タイトル.08「モグラのアナグラ(前編)」


 飛空艇フリーランスの寝室。

 用意された部屋は実に居心地がよいものだった。


 格安のビジネスホテルでよく見かける程度の広さであるが充分にくつろげる。

 窮屈感はある。例えるならばネット喫茶の一室のようなあの感覚。足場もダイノジになって横になれるほどの広さなんてない。

 だがこれくらいの閉鎖感が心地よかったりする。カルラからすれば、サラサラのシーツの敷かれたベッドとシャワーがあればそれでよい。

「えっと、これはいる。これもいる……これは、いらないか?」

 カルラはベッドの上で荷物整理をしていた。

 使い物になるものとならないものの分別だ。まず財布の中に入っていた、。コレらはこの世界で何の役にも立たないので捨てる。

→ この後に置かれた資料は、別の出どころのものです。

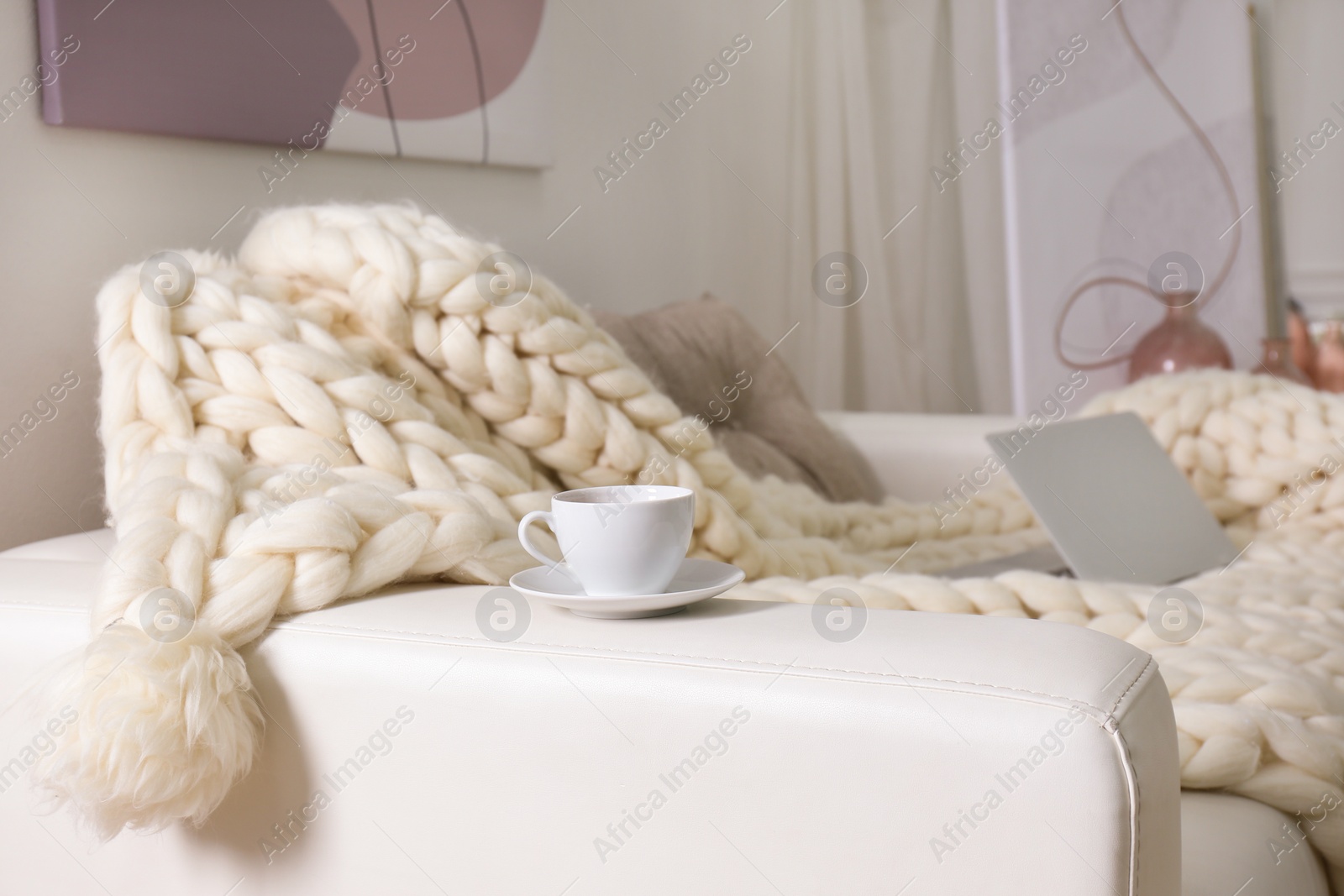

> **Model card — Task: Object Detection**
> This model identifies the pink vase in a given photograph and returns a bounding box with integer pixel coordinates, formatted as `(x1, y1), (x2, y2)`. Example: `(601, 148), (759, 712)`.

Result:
(1129, 304), (1232, 383)
(1315, 321), (1344, 392)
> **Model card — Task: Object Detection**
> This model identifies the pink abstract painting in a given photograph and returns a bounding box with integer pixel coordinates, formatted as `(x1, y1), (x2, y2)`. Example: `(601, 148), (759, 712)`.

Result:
(38, 0), (551, 166)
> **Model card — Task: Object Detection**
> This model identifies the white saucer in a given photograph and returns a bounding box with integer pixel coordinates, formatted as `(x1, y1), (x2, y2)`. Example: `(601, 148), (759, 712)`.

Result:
(508, 558), (746, 619)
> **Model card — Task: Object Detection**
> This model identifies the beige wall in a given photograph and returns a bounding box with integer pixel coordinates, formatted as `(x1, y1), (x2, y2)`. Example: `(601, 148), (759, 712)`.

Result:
(0, 0), (790, 548)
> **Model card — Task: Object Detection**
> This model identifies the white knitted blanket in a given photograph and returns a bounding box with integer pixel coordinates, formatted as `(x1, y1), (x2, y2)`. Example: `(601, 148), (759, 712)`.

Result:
(35, 206), (1344, 881)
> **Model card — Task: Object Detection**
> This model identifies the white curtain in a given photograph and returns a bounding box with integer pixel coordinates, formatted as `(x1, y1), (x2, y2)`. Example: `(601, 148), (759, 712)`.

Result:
(785, 0), (1010, 412)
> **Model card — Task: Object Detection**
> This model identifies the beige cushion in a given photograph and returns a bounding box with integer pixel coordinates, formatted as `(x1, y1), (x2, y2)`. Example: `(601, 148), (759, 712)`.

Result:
(594, 294), (883, 501)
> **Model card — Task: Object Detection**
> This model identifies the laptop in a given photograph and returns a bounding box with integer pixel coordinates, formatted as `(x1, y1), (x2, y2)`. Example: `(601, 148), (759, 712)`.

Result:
(941, 414), (1238, 584)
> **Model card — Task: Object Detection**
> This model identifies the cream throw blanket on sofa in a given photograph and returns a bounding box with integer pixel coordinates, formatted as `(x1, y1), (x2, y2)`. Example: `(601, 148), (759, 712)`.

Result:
(35, 206), (1344, 881)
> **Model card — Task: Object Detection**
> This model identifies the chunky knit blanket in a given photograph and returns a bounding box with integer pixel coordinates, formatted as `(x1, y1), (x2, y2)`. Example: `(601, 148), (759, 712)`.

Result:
(35, 206), (1344, 881)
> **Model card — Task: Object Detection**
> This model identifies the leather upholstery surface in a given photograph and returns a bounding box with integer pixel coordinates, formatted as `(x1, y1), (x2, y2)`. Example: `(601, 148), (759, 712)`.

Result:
(0, 535), (1180, 896)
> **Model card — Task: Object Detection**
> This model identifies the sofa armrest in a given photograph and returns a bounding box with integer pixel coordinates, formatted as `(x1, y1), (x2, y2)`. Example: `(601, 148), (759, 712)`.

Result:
(822, 411), (1016, 501)
(0, 537), (1180, 896)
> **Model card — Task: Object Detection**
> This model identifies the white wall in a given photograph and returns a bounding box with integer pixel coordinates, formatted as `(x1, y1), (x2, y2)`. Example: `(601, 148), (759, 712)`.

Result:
(0, 0), (791, 547)
(1266, 0), (1344, 317)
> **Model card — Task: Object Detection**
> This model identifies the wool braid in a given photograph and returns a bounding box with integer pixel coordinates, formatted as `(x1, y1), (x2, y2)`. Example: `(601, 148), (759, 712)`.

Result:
(35, 206), (1344, 892)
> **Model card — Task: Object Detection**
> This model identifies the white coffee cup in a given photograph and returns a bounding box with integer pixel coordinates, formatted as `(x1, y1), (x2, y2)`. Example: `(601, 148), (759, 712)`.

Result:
(517, 485), (695, 598)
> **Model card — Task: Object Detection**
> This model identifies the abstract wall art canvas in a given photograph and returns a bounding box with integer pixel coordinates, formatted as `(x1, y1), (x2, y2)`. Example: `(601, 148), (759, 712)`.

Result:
(38, 0), (551, 168)
(1000, 0), (1265, 412)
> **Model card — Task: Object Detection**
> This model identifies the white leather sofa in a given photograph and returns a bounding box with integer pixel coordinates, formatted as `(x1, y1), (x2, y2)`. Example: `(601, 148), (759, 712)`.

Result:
(0, 414), (1329, 896)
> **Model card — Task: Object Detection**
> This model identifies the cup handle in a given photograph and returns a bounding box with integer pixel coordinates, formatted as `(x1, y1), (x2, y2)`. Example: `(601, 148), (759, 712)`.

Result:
(517, 511), (564, 569)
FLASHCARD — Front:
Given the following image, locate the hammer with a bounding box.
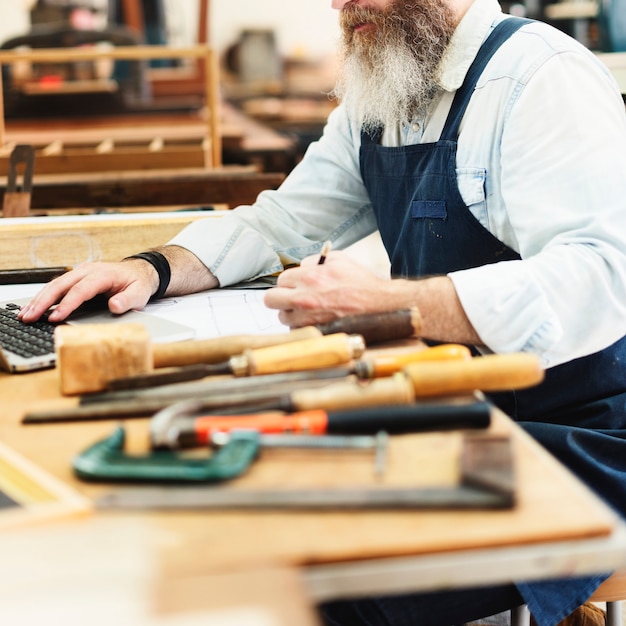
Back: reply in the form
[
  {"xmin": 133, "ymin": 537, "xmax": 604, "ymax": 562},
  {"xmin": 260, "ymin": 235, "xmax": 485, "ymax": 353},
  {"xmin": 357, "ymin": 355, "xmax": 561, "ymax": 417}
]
[{"xmin": 2, "ymin": 145, "xmax": 35, "ymax": 217}]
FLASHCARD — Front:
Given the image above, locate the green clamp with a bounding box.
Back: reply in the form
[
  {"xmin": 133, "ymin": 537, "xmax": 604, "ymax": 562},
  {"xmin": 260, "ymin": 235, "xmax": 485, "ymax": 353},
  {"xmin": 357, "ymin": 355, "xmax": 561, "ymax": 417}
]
[{"xmin": 72, "ymin": 427, "xmax": 260, "ymax": 483}]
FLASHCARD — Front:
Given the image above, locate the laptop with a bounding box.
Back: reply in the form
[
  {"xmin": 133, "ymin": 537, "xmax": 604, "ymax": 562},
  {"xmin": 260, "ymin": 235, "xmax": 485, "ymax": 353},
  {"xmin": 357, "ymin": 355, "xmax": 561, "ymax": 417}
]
[{"xmin": 0, "ymin": 297, "xmax": 195, "ymax": 373}]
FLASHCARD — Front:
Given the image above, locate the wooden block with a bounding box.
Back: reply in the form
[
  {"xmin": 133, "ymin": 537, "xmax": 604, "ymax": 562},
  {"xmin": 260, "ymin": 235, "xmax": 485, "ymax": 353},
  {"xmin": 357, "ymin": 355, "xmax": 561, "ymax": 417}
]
[
  {"xmin": 55, "ymin": 323, "xmax": 153, "ymax": 395},
  {"xmin": 2, "ymin": 191, "xmax": 30, "ymax": 217}
]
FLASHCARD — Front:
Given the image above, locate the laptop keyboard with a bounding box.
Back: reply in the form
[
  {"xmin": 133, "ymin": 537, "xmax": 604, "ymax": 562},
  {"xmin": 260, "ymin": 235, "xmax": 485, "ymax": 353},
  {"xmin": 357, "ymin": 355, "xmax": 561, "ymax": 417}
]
[{"xmin": 0, "ymin": 303, "xmax": 56, "ymax": 358}]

 次に電池と火薬と自衛用の拳銃。それと巨乳の水着のお姉さんのグラビア写真。これらは使い道があるため荷物の中へ。

「これは……いるか。暇つぶしに遊べるし」

 他には玩具のコイン。数十枚のコインにはチェスの駒が描かれているものだ。トランプ代わりに荷物の中へ。

「あとは……」

 最後にスマートフォン。

 電波が繋がらない以上、この世界で役に立つ使用法といえば音楽プレイヤーかメモ帳など一部のアプリのみ。

「まっ、お前は外せないわな」

 ……だが、カルラにとってはそのスマートフォンはどの荷物よりも重要なものだ。バッグの中ではなく、上着のポケットの中へ放り込む。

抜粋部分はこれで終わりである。